Swiss Re's latest sigma: 'Data-driven insurance: ready for the next frontier?' uncovers the key opportunities and challenges presented to us by the rapid digitisation and mobilisation of data, and describes how it will fundamentally change the customer experience.

Traditionally, insurers focus on functionality but research shows that more and more, online consumers look for an emotional experience and opportunity for personal growth.  What customers stand to gain through digitalisation is great - a more engaged and empowered experience with greater understanding of and access to their insurance.

With the right use of data, the current single intangible transaction will be transformed to create a stronger ongoing relationship that builds trust and loyalty. It has the potential to open up new markets and channels for customers and insurers to interact.

For example, Swiss Re is currently working with a client in the ANZ market to launch a mobile app that helps customers identify their health age based on their physical wellbeing. Through the app, customers interact with the insurer daily and benefit from ongoing education and personalised health and lifestyle advice.

Firstly, what data is good data?

The short answer is everything. Any data regardless of how it might be categorised tells us something about consumers and their behaviour and helps us to understand patterns.  Creating personalised data sets is hard because data privacy legislation in Australia requires informed consent and data can be poorly understood.

What's the role of AI?

Artificial Intelligence is still in its infancy but, with such potential, we start to explore its possibilities with clients.

Swiss Re is working with innovative tech partners to bring value add services to clients and help to close the protection gap.  From satellite image processing to facial recognition of cattle, insurance is becoming more than pooling insurance risks. AI driven insights enable opportunities beyond indemnification toward prevention. For example, a diabetes model to identify customers with a high propensity for Type II Diabetes can be linked to a preventative program using a mobile app. Or within our insurance companies, using advanced natural language processing on a vast amount of public domain data, Swiss Re has created early warnings for changes in risk drivers.

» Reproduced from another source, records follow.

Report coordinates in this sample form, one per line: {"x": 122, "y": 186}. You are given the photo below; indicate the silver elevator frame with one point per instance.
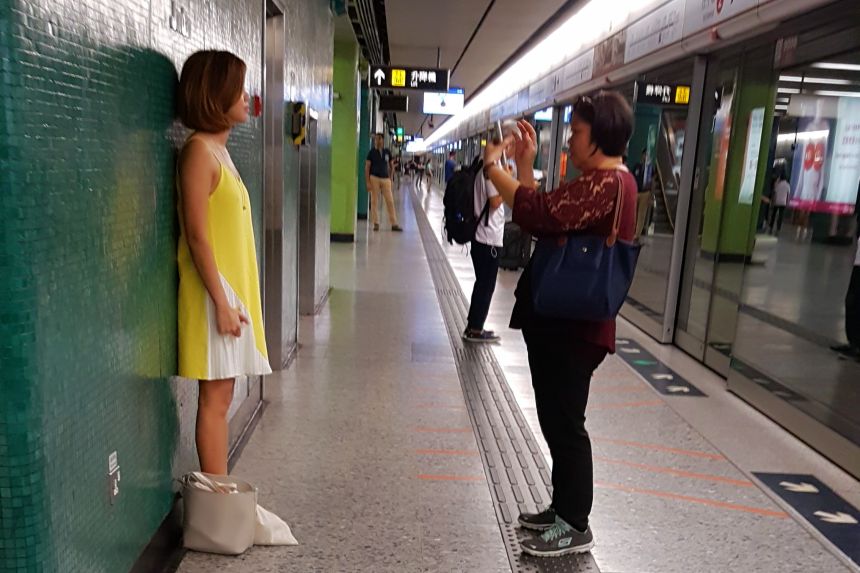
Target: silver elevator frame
{"x": 280, "y": 291}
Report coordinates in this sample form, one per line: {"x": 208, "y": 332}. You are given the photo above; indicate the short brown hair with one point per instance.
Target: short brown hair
{"x": 210, "y": 83}
{"x": 611, "y": 121}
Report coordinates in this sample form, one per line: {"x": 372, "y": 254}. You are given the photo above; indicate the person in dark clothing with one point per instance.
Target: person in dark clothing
{"x": 639, "y": 171}
{"x": 563, "y": 354}
{"x": 450, "y": 166}
{"x": 852, "y": 301}
{"x": 379, "y": 174}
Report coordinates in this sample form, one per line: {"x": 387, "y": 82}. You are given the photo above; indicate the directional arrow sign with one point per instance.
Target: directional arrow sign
{"x": 802, "y": 487}
{"x": 658, "y": 375}
{"x": 676, "y": 389}
{"x": 836, "y": 517}
{"x": 830, "y": 514}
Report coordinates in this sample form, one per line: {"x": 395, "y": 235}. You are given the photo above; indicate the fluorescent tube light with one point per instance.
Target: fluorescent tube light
{"x": 837, "y": 66}
{"x": 830, "y": 93}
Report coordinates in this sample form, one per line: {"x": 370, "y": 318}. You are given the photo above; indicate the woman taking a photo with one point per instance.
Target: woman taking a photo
{"x": 564, "y": 353}
{"x": 220, "y": 315}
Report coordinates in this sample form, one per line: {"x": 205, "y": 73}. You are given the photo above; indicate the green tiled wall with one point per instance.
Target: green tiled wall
{"x": 87, "y": 259}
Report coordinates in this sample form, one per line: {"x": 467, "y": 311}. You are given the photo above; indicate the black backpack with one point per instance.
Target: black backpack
{"x": 460, "y": 220}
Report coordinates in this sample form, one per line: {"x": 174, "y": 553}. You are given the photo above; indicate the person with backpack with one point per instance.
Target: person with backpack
{"x": 489, "y": 210}
{"x": 596, "y": 208}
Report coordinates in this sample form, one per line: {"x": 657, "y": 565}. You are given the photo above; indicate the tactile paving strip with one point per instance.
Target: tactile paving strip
{"x": 519, "y": 477}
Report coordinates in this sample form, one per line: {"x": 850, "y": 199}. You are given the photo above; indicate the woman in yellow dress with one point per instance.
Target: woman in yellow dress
{"x": 220, "y": 315}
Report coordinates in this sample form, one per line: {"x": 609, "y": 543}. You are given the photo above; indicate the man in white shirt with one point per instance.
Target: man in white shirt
{"x": 485, "y": 258}
{"x": 779, "y": 200}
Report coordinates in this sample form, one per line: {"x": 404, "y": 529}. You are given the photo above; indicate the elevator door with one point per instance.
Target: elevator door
{"x": 281, "y": 203}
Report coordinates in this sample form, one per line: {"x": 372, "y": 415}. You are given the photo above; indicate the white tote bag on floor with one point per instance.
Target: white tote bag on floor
{"x": 220, "y": 513}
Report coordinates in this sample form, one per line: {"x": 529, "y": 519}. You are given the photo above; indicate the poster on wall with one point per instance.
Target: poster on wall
{"x": 751, "y": 156}
{"x": 809, "y": 165}
{"x": 722, "y": 138}
{"x": 844, "y": 178}
{"x": 609, "y": 54}
{"x": 701, "y": 14}
{"x": 656, "y": 30}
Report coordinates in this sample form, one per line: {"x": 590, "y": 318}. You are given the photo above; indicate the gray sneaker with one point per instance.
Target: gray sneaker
{"x": 538, "y": 521}
{"x": 560, "y": 539}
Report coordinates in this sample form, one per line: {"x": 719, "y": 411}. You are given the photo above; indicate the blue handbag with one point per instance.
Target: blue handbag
{"x": 584, "y": 277}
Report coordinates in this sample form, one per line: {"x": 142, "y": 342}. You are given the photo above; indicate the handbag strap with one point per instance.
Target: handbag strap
{"x": 616, "y": 219}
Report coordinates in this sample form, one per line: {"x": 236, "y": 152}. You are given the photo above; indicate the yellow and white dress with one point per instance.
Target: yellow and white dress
{"x": 205, "y": 354}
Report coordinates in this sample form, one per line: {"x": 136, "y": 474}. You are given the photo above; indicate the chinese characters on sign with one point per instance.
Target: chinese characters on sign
{"x": 662, "y": 94}
{"x": 405, "y": 77}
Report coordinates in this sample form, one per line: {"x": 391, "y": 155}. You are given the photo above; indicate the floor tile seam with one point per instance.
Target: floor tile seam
{"x": 465, "y": 362}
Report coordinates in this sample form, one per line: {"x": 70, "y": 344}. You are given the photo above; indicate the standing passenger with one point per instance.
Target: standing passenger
{"x": 377, "y": 171}
{"x": 220, "y": 316}
{"x": 488, "y": 240}
{"x": 563, "y": 354}
{"x": 450, "y": 166}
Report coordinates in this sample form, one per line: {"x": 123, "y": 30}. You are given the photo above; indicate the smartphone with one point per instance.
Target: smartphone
{"x": 499, "y": 136}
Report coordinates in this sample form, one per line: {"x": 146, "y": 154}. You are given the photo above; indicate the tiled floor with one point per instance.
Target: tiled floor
{"x": 367, "y": 449}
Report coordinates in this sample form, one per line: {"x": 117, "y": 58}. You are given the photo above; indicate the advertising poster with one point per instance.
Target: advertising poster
{"x": 722, "y": 138}
{"x": 844, "y": 176}
{"x": 809, "y": 172}
{"x": 751, "y": 156}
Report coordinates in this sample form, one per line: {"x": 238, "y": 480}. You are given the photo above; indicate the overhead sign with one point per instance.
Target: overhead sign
{"x": 409, "y": 78}
{"x": 662, "y": 94}
{"x": 443, "y": 103}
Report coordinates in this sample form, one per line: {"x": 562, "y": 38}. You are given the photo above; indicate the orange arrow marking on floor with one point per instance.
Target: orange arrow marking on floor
{"x": 621, "y": 405}
{"x": 444, "y": 430}
{"x": 673, "y": 471}
{"x": 430, "y": 477}
{"x": 690, "y": 453}
{"x": 703, "y": 501}
{"x": 447, "y": 452}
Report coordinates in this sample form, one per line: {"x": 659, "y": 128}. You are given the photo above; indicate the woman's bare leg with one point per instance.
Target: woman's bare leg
{"x": 212, "y": 430}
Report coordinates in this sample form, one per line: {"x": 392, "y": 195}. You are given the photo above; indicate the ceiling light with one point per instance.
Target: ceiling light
{"x": 837, "y": 66}
{"x": 833, "y": 81}
{"x": 836, "y": 94}
{"x": 820, "y": 134}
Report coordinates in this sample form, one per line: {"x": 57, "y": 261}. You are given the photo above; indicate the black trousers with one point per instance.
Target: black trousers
{"x": 852, "y": 309}
{"x": 561, "y": 371}
{"x": 776, "y": 213}
{"x": 485, "y": 260}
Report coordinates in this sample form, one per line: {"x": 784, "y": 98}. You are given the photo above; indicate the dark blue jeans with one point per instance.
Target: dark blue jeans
{"x": 852, "y": 309}
{"x": 485, "y": 260}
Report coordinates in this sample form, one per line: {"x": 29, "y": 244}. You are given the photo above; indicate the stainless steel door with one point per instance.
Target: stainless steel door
{"x": 280, "y": 204}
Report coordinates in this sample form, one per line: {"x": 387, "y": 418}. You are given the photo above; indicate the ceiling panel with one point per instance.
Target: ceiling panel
{"x": 417, "y": 28}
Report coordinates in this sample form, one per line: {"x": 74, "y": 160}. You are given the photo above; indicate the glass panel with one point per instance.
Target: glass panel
{"x": 793, "y": 306}
{"x": 655, "y": 153}
{"x": 706, "y": 208}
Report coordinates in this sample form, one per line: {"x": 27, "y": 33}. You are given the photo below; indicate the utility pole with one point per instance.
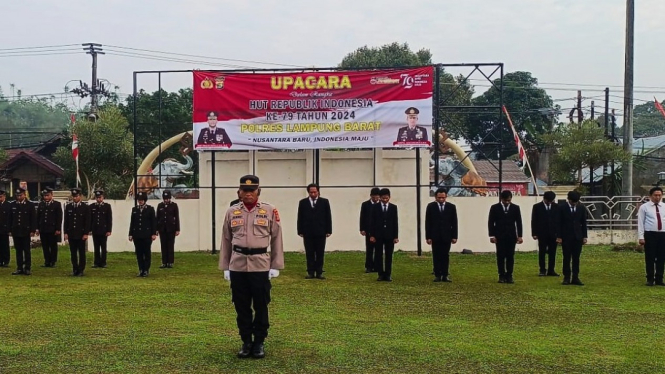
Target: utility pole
{"x": 627, "y": 168}
{"x": 96, "y": 88}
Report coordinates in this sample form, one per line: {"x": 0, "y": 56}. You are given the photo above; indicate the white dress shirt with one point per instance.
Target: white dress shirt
{"x": 647, "y": 219}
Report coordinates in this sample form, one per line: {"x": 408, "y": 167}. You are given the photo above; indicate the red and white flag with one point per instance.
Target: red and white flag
{"x": 518, "y": 143}
{"x": 75, "y": 155}
{"x": 659, "y": 106}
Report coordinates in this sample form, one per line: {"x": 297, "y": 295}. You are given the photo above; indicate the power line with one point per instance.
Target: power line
{"x": 42, "y": 47}
{"x": 206, "y": 57}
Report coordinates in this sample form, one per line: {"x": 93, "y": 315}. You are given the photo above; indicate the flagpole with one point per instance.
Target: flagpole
{"x": 526, "y": 159}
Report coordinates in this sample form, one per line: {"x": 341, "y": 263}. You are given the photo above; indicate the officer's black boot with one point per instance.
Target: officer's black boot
{"x": 245, "y": 350}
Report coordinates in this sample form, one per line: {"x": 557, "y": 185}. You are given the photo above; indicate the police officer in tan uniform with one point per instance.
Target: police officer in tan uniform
{"x": 250, "y": 227}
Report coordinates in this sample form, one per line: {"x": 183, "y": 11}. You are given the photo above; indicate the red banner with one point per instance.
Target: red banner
{"x": 340, "y": 109}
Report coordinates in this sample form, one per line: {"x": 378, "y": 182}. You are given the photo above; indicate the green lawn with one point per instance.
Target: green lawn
{"x": 181, "y": 320}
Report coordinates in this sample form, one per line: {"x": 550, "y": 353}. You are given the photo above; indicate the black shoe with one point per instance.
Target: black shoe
{"x": 245, "y": 350}
{"x": 258, "y": 351}
{"x": 577, "y": 282}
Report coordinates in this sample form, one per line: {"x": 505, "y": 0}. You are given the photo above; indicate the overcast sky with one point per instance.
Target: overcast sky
{"x": 574, "y": 42}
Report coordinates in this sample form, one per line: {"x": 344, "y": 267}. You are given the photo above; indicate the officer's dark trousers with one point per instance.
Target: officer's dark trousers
{"x": 251, "y": 290}
{"x": 369, "y": 254}
{"x": 572, "y": 249}
{"x": 77, "y": 252}
{"x": 547, "y": 248}
{"x": 654, "y": 255}
{"x": 505, "y": 256}
{"x": 99, "y": 243}
{"x": 5, "y": 256}
{"x": 441, "y": 257}
{"x": 315, "y": 246}
{"x": 23, "y": 256}
{"x": 143, "y": 254}
{"x": 49, "y": 247}
{"x": 167, "y": 243}
{"x": 384, "y": 246}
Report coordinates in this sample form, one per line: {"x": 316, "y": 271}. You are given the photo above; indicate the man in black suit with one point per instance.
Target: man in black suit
{"x": 213, "y": 134}
{"x": 441, "y": 232}
{"x": 23, "y": 227}
{"x": 365, "y": 215}
{"x": 505, "y": 230}
{"x": 572, "y": 236}
{"x": 168, "y": 227}
{"x": 77, "y": 228}
{"x": 49, "y": 226}
{"x": 384, "y": 233}
{"x": 143, "y": 231}
{"x": 544, "y": 226}
{"x": 101, "y": 217}
{"x": 5, "y": 229}
{"x": 314, "y": 226}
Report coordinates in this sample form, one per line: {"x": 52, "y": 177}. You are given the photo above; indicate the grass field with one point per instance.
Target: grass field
{"x": 181, "y": 320}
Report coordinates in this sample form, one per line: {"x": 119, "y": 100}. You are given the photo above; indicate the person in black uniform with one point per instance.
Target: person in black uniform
{"x": 384, "y": 233}
{"x": 412, "y": 132}
{"x": 5, "y": 225}
{"x": 365, "y": 216}
{"x": 101, "y": 226}
{"x": 212, "y": 134}
{"x": 143, "y": 231}
{"x": 441, "y": 232}
{"x": 314, "y": 225}
{"x": 572, "y": 236}
{"x": 77, "y": 227}
{"x": 49, "y": 226}
{"x": 168, "y": 227}
{"x": 544, "y": 226}
{"x": 23, "y": 227}
{"x": 505, "y": 230}
{"x": 236, "y": 201}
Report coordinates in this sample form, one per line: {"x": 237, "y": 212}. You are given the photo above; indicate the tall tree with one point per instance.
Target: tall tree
{"x": 578, "y": 147}
{"x": 647, "y": 120}
{"x": 106, "y": 156}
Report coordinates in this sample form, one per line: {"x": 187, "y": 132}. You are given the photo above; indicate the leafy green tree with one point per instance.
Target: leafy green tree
{"x": 578, "y": 147}
{"x": 647, "y": 120}
{"x": 106, "y": 156}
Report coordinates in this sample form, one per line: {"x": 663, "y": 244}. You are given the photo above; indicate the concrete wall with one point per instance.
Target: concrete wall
{"x": 284, "y": 176}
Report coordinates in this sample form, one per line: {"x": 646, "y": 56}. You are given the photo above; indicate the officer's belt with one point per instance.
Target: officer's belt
{"x": 250, "y": 251}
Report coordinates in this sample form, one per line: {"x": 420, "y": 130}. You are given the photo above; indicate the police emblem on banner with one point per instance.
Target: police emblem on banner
{"x": 219, "y": 82}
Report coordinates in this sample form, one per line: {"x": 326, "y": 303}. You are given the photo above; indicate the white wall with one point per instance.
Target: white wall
{"x": 284, "y": 176}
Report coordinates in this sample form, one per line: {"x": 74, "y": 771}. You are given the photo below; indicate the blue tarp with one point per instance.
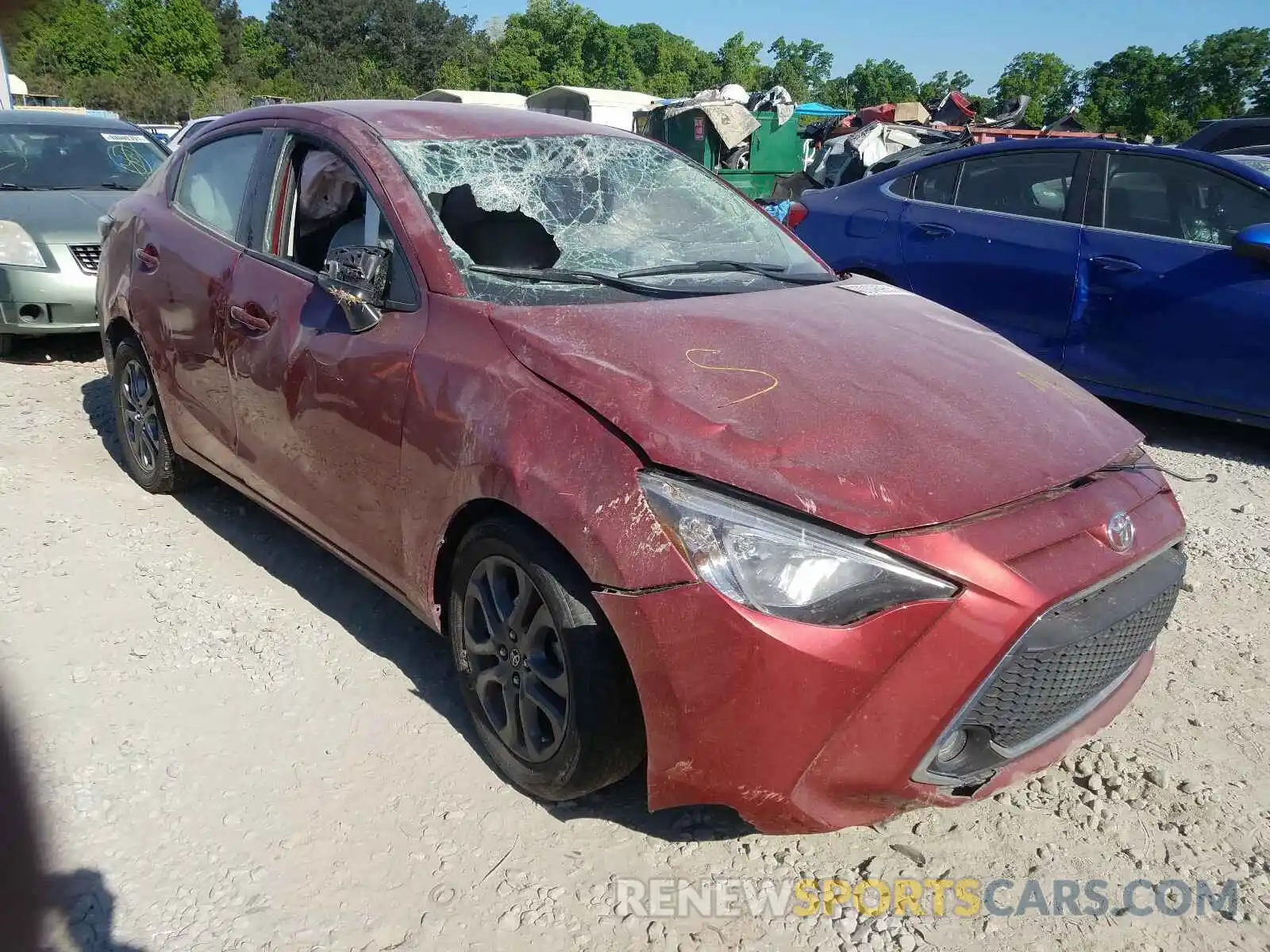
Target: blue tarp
{"x": 819, "y": 111}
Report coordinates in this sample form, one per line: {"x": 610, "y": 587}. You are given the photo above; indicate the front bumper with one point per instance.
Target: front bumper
{"x": 60, "y": 298}
{"x": 808, "y": 729}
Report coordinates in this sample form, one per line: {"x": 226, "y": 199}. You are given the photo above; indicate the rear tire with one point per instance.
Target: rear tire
{"x": 540, "y": 668}
{"x": 148, "y": 454}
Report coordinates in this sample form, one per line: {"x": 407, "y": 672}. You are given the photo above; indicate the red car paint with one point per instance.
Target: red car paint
{"x": 876, "y": 414}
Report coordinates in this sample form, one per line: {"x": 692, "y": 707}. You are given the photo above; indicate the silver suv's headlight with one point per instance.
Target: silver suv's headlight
{"x": 781, "y": 565}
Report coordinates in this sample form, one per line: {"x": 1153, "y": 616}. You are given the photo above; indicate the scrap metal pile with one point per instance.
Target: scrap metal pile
{"x": 879, "y": 137}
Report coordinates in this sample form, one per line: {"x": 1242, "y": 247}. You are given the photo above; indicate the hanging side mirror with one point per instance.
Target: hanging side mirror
{"x": 357, "y": 277}
{"x": 1254, "y": 243}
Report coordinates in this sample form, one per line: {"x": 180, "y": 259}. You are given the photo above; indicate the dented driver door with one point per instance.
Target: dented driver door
{"x": 319, "y": 409}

But for many clients, Swiss Re can help with the more mundane challenge of improving operational efficiency through data integration and analytics on existing data. We have enabled clients to leverage poorly understood data using modern paradigms such as "weak supervision", semi-supervised or transfer learning. Predictive underwriting, dynamic risk management, advanced analytics on claims and portfolio in-force analytics are areas where Swiss Re has helped its clients to enhance their product portfolios, reinsurance programs and internal operations.

Where to from here?

Australia has an excellent track record of invention but we are not so good at commercialising those inventions. As an industry, we can relate. Over the past two years our priorities have been elsewhere and rightly so. The outcomes of the recent Royal Commission are being positively embedded into our operations along with vital learnings for the future of our industry.

From here, I'm looking forward to creating seamless customer journeys which draw on our smarts and digital capabilities to deliver better customer outcomes. In turn delivering efficiencies within our own businesses allowing the reallocation of resources for the benefit of the customer.

While the role of data can't be overstated, and the growth of 'digital insurers' will become more prevalent globally, a deep knowledge and experience of risk remains crucial to being a trusted, long-standing part of our industry. Access to customers and data is a compelling value-add for an insurer but it's only one part of delivering the right protection for Australians and their families over the long term.